I was reminded by BMC today of the beginnings of my working life. He and OJB were outstanding mentors for me in my padwan years. I still use their advice every day, particularly the most useful insight BMC ever imparted to me: Don’t mix your busies and your busies.
I interviewed for that job in late 1996, and started in January 1997. Knowing that they were looking for someone to jump with them onto the Java bandwagon (now 10 years old), I prepared for the interview by reading the first edition of Java in a Nutshell the night before, and coding up one example Applet. Prior to that, I’d spent all my time coding in C++. I remember being well grilled in that interview, but in a friendly kind of way. They ran a good interview process there, even if I was able to fool them with my minimal preparation.
So that means I’ve been a full time Java coder now for – wow – eight and a bit years. I have to admit that Java as treated me very kindly over that time; both as a career path, and as someone who can be quite fussy about the computer languages they use.

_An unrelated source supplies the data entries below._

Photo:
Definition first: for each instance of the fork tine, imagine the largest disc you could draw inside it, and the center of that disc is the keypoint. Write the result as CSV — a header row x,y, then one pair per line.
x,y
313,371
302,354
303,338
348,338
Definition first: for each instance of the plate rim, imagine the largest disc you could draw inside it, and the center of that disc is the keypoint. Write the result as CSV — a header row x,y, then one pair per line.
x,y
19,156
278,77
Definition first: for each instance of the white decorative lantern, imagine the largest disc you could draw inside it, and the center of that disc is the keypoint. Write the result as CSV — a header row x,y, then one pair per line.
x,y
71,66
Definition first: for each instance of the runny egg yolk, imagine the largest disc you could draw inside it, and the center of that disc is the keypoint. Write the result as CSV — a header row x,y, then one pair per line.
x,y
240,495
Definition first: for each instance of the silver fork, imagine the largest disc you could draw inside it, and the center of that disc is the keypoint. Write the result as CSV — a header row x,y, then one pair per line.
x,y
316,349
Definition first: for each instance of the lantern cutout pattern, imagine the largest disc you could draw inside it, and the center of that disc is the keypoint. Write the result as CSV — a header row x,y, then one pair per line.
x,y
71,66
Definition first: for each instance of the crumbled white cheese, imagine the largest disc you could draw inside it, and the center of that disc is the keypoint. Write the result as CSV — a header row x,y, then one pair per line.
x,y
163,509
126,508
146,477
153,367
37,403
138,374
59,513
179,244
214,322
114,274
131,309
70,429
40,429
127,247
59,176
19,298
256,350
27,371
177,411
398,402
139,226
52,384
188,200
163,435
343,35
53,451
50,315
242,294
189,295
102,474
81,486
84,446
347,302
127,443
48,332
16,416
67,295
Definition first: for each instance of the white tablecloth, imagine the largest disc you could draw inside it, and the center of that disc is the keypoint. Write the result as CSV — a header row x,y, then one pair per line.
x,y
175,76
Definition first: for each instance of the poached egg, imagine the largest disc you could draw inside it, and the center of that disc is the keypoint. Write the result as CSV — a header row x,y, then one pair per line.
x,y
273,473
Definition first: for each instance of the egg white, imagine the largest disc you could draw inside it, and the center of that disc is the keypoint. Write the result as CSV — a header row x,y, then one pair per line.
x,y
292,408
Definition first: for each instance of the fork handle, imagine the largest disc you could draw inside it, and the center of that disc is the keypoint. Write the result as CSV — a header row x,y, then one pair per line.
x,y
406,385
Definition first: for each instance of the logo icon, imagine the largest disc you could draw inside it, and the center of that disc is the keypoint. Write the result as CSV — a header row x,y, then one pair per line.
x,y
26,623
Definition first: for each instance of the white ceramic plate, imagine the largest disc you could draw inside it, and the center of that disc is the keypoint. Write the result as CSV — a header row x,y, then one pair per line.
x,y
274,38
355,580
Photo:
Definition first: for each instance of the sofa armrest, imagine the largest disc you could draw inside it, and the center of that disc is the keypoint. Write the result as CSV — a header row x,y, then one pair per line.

I spent much of my 3 years there doing GUI coding. Originally that meant AWT, which really means spending an awful amount of time coding up your own widgets (which is more fun than work for little padwan’s with a bent for graphics). Later it meant struggling through the upgrade process between each 0.x Swing beta. Oh Swing 0.7, where are you now?
Someone in the team always claims we should have gone with Marimba Bongo instead of Swing, but they are as wrong now as they were then. (Oh – you know who you are :P )
We got a lot of work done (we made this easy by over-engineering things), but we also had plenty of fun. Before dropping our application to the test group, we would create an humorous, on-topic slash screen. These were eventually all put together into a nice little poster.